Trending

Reses di Simpang Empat, Wakil Ketua DPRD Kalsel Alpiya Rakhman Serap Aspirasi Infrastruktur hingga UMKM

DIALOG: Wakil Ketua DPRD Provinsi Kalimantan Selatan, Alpiya Rakhman, melakukan serap aspirasi masyarakat di Dapil Kalsel VI - Foto Dok Istimewa

RILISKALIMANTAN.COM, KALSEL – Wakil Ketua DPRD Provinsi Kalimantan Selatan, Alpiya Rakhman, melaksanakan kegiatan reses Masa Sidang II Tahun 2026 di Daerah Pemilihan (Dapil) Kalsel VI meliputi Kabupaten Kotabaru dan Kabupaten Tanah Bumbu.

Kegiatan reses berlangsung pada 13 hingga 20 Mei 2026 dan menjadi momentum bagi politisi Fraksi Partai Gerindra tersebut untuk menyerap langsung aspirasi masyarakat di berbagai wilayah.

Dalam pelaksanaannya, Alpiya mengunjungi sejumlah titik serta berdialog bersama tokoh masyarakat, tokoh agama, pemuda, hingga kelompok masyarakat lainnya.

Berbagai aspirasi disampaikan warga, mulai dari kebutuhan alat dan bantuan pertanian, perbaikan infrastruktur jalan, bantuan untuk majelis taklim, penanganan banjir, hingga persoalan pendidikan dan pemberdayaan ekonomi masyarakat.

Salah satu titik reses dilaksanakan di Kantor Desa Sarigadung, Kecamatan Simpang Empat, Kabupaten Tanah Bumbu.

Kehadiran Alpiya disambut Kepala Desa Sarigadung Kasful Anwar bersama masyarakat yang antusias menyampaikan berbagai usulan pembangunan dan kebutuhan sosial di wilayah mereka.

Dalam dialog tersebut, masyarakat mengusulkan pembangunan sarana olahraga serta pemanfaatan lahan milik pemerintah provinsi untuk mendukung fasilitas pendidikan melalui mekanisme proposal.

Warga juga meminta perhatian terhadap anak-anak yang terancam putus sekolah akibat keterbatasan ekonomi keluarga.

Menanggapi berbagai aspirasi tersebut, Alpiya menegaskan seluruh usulan masyarakat akan diperjuangkan melalui fungsi legislasi, penganggaran, dan pengawasan di DPRD Kalsel.

“Kami akan berkoordinasi dengan instansi terkait agar berbagai kebutuhan masyarakat dapat ditindaklanjuti sesuai kewenangan yang ada,” ujarnya.

Selain itu, masyarakat juga mengusulkan peremajaan mobil ambulans desa yang dinilai sudah tidak layak operasional.

Menanggapi hal tersebut, Alpiya mengatakan usulan tersebut akan diteruskan kepada pemerintah kabupaten agar dapat diproses melalui mekanisme bantuan dan proposal masyarakat.

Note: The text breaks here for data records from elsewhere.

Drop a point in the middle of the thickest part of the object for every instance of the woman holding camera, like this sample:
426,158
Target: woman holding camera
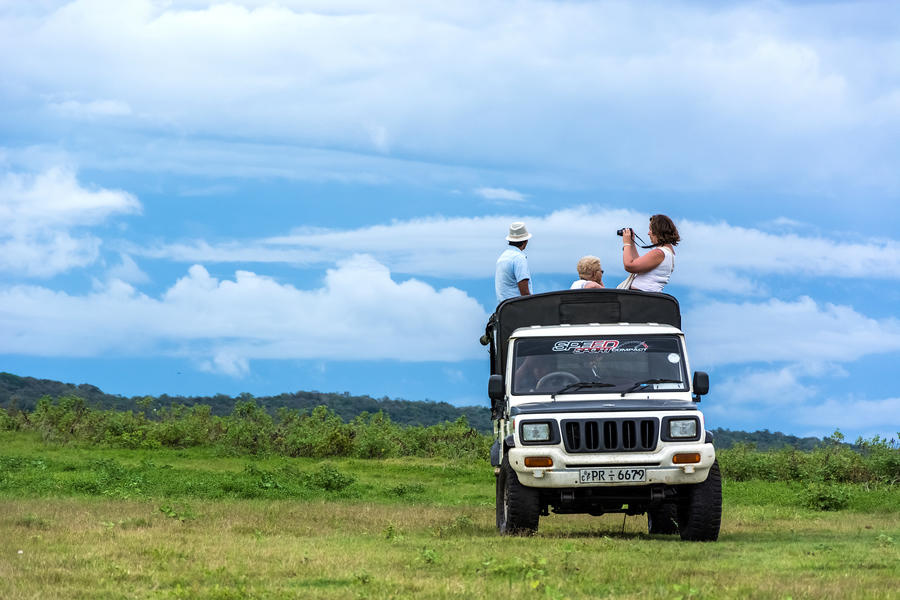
651,271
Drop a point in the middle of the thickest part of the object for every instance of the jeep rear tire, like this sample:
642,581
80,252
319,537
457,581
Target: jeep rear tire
663,519
700,508
518,506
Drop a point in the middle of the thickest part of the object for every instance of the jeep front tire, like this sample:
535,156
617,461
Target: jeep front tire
518,506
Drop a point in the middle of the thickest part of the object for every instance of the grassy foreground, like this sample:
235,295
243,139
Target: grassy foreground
102,523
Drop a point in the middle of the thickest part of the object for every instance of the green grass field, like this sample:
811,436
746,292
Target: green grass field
85,522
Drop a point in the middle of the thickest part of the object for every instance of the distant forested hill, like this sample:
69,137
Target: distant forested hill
23,393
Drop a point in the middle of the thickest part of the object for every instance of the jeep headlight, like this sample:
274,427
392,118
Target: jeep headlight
683,428
536,432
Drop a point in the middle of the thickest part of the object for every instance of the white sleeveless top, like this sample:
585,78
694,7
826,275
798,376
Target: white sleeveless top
656,279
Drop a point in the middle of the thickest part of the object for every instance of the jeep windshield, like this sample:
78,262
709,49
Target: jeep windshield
585,365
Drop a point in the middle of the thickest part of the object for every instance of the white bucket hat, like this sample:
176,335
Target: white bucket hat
517,232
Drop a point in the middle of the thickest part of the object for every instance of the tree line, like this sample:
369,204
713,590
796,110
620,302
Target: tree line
23,394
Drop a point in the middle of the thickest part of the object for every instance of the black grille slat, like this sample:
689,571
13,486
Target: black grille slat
591,435
610,435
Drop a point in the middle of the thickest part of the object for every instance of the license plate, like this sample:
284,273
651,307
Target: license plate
613,475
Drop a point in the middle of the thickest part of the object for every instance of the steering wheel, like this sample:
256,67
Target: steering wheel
555,381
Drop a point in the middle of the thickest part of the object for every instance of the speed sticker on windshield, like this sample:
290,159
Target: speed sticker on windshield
600,346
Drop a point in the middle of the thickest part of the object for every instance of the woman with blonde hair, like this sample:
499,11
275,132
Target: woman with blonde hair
651,271
590,274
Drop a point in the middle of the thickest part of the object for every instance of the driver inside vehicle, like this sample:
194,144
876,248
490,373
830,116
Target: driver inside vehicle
533,370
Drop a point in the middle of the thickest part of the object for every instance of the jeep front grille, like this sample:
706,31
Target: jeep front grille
610,435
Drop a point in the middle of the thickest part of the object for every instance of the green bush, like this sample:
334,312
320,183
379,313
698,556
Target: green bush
825,496
7,422
249,429
374,436
328,478
317,435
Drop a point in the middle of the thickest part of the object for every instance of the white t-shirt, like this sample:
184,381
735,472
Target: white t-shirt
656,279
512,267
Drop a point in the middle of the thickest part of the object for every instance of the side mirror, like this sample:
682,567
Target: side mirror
496,394
700,384
495,387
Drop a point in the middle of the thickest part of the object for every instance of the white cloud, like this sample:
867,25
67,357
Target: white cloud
501,194
128,271
360,313
93,109
712,256
799,401
801,331
660,93
38,216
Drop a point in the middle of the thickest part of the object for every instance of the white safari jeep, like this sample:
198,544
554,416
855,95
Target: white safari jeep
594,412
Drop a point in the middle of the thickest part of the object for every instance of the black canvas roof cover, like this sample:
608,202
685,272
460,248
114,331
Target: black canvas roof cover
577,307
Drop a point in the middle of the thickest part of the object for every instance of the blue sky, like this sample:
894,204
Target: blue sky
203,197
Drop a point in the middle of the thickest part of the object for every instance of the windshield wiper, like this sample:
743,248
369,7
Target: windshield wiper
578,385
640,384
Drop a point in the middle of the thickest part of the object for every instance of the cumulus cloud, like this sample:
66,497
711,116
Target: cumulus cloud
420,247
647,89
799,400
39,216
800,331
359,313
95,108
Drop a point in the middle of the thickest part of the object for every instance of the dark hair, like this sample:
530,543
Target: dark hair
664,230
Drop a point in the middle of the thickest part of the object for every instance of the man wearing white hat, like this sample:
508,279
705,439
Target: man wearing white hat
513,277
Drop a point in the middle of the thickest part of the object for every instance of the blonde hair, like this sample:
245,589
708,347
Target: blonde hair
588,267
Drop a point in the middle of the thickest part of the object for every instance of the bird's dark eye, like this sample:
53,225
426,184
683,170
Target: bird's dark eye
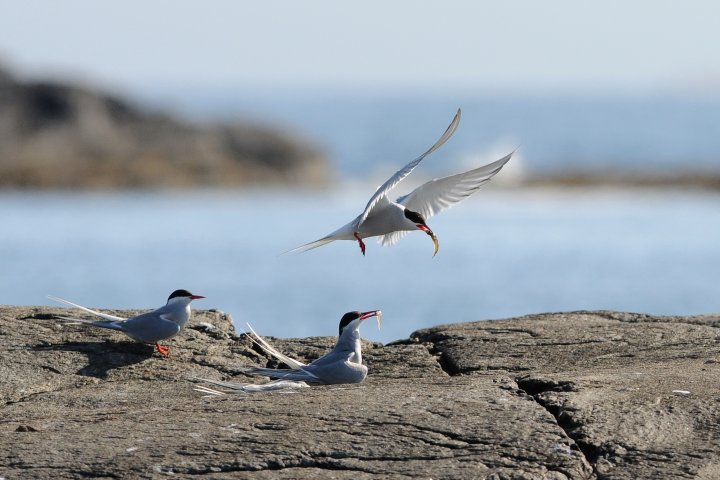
180,293
414,217
347,318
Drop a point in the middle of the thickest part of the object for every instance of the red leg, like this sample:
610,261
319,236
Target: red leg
362,244
164,351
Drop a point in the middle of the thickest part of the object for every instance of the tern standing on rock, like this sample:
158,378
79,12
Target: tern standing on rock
151,327
392,220
342,364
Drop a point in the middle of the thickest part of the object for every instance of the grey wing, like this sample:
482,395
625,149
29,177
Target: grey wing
437,195
106,316
391,182
441,193
272,351
150,328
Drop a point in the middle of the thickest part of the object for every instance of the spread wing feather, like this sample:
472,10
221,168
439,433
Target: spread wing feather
391,182
436,195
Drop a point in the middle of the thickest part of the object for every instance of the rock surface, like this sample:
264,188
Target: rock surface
63,136
554,396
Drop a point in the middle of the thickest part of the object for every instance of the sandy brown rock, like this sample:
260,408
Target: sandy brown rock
638,393
557,396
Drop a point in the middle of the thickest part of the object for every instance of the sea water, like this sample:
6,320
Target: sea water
503,253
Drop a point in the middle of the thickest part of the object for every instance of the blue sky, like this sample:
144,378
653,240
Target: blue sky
519,46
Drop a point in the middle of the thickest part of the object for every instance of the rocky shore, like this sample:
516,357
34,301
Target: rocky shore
60,135
578,395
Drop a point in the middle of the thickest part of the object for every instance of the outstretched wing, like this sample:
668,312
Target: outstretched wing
299,374
106,316
272,351
310,246
437,195
246,387
391,182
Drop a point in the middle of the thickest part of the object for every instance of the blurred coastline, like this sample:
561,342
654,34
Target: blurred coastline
59,135
609,203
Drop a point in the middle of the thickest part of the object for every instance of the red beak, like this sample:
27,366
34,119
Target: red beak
424,228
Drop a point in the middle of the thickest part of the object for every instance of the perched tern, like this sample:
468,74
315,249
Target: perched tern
342,364
392,220
151,327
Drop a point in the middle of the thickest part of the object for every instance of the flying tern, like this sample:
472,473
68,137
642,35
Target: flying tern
391,220
151,327
342,364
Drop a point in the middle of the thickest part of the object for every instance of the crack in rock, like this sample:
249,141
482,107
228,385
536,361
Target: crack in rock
533,387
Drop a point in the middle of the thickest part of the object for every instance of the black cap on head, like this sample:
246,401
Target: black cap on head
414,217
179,293
347,318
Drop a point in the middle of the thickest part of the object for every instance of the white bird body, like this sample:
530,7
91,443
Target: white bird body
152,327
341,365
391,220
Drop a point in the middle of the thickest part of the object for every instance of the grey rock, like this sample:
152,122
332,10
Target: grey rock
60,135
555,396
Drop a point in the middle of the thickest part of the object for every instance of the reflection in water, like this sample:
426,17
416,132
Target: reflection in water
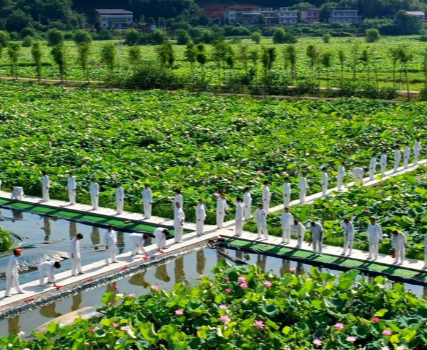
201,261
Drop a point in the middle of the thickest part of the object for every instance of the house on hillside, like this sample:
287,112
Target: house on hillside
113,18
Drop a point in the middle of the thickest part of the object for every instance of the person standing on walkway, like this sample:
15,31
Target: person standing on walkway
406,156
110,242
348,229
12,273
200,216
76,258
72,188
340,176
286,219
45,186
221,208
398,244
397,158
372,167
94,194
266,196
316,237
375,235
178,222
287,190
383,162
147,201
303,187
239,217
247,201
261,217
120,198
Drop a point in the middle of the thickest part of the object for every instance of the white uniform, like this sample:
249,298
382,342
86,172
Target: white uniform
261,217
200,216
325,183
239,218
303,186
221,207
46,268
120,199
147,200
287,220
12,275
383,163
110,240
94,194
417,150
375,235
406,155
372,168
266,197
247,201
137,243
76,258
72,187
299,231
348,237
340,177
17,193
398,244
45,188
178,226
397,157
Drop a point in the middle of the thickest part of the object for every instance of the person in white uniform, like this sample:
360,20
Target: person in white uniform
398,244
375,235
247,201
12,273
94,194
47,269
110,242
45,186
178,222
221,208
287,191
147,200
406,156
340,176
286,219
72,188
325,182
303,187
372,167
239,217
397,158
200,217
316,237
266,196
298,230
76,258
348,229
261,217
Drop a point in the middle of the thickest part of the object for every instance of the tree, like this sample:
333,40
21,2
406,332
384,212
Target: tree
13,50
372,35
54,37
37,54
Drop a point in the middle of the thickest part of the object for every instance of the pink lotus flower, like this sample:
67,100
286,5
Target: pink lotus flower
259,324
225,319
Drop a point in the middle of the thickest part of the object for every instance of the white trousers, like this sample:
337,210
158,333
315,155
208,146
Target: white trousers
12,280
147,210
76,265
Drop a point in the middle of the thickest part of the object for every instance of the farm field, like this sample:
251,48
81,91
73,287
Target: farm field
199,143
378,68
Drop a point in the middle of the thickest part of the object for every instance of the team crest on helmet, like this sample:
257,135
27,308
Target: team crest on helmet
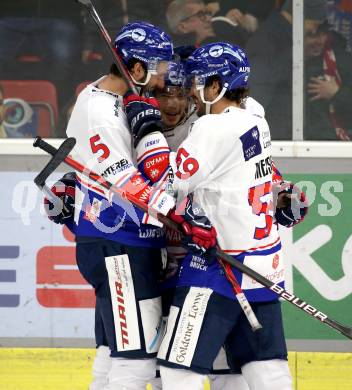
216,51
138,35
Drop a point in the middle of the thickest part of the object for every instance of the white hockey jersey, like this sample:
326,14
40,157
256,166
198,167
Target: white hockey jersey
226,162
104,145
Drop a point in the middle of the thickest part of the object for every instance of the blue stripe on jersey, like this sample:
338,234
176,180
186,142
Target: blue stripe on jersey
99,218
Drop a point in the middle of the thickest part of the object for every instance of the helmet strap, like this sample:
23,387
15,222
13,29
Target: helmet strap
149,75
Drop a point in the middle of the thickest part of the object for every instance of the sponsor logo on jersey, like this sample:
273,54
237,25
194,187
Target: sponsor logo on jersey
263,167
116,108
117,167
244,69
172,236
251,143
216,51
123,303
198,263
189,325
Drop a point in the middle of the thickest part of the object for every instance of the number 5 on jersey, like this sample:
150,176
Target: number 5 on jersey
186,166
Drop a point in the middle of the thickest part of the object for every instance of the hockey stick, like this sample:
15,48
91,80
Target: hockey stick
58,157
287,296
88,5
61,155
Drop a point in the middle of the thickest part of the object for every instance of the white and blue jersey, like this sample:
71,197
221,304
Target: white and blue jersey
104,145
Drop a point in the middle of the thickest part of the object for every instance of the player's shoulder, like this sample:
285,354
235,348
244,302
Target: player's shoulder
104,107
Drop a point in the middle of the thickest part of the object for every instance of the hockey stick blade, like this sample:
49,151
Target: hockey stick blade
59,156
300,304
289,297
86,3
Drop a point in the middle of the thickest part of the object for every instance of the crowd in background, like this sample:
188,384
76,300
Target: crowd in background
57,41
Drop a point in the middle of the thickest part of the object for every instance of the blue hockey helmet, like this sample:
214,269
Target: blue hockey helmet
225,60
145,42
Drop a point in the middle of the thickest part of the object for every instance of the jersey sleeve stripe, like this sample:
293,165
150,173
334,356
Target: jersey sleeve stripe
90,186
239,251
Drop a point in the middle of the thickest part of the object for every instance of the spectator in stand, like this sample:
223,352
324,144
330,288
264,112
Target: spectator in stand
328,86
190,22
47,32
246,13
270,51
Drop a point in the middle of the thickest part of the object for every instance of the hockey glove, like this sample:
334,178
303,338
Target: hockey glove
200,235
143,115
291,206
64,189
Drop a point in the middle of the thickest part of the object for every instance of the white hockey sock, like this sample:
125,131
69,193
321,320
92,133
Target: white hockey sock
101,368
176,379
228,382
268,375
130,374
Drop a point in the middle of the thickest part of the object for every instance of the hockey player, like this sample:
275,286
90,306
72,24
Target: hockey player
226,162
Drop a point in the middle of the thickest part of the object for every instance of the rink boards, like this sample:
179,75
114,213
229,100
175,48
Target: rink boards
69,369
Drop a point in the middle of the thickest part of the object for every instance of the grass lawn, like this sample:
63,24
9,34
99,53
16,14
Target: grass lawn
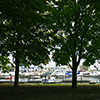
49,92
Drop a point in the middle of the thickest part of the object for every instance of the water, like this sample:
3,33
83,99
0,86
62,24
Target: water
80,79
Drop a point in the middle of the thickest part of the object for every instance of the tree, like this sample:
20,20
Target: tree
24,35
76,28
4,60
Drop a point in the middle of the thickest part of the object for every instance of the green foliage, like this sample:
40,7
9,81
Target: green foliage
4,61
76,28
25,37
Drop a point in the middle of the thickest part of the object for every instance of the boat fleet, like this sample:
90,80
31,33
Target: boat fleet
38,75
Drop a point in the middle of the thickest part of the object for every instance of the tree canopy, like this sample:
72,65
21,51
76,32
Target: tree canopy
23,33
76,26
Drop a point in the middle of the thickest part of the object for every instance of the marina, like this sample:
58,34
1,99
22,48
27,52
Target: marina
50,76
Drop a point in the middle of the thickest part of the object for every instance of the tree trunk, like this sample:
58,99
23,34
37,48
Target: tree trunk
74,77
16,84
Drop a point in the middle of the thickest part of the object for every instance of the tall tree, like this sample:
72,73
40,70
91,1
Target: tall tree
25,37
76,26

Dalam titik reses lainnya di Desa Sarigadung, kaum ibu turut menyampaikan harapan adanya bantuan permodalan bagi pelaku UMKM dan pedagang kecil serta dukungan terhadap kegiatan majelis muslimah.

Alpiya menyebut pihaknya akan mendorong sinergi dengan dinas terkait guna menghadirkan pelatihan keterampilan untuk membantu peningkatan ekonomi masyarakat, khususnya kaum perempuan.

Selain persoalan ekonomi, warga juga mengeluhkan banyaknya lampu penerangan jalan umum (PJU) yang padam di Kabupaten Tanah Bumbu.

Keluhan mengenai sekitar 2.000 titik lampu jalan yang mati menjadi salah satu aspirasi dominan dalam kegiatan reses tersebut.

Menanggapi hal itu, Alpiya memastikan akan melakukan koordinasi dengan Pemerintah Kabupaten Tanah Bumbu agar perbaikan PJU dapat segera dilakukan demi kenyamanan dan keselamatan masyarakat.

Warga juga mengusulkan program bedah rumah bagi masyarakat kurang mampu melalui mekanisme proposal bantuan.

Seluruh aspirasi yang diterima dalam kegiatan reses tersebut, menurut Alpiya, akan ditampung bersama anggota DPRD Kabupaten Tanah Bumbu untuk selanjutnya diperjuangkan agar dapat direalisasikan melalui program pembangunan daerah.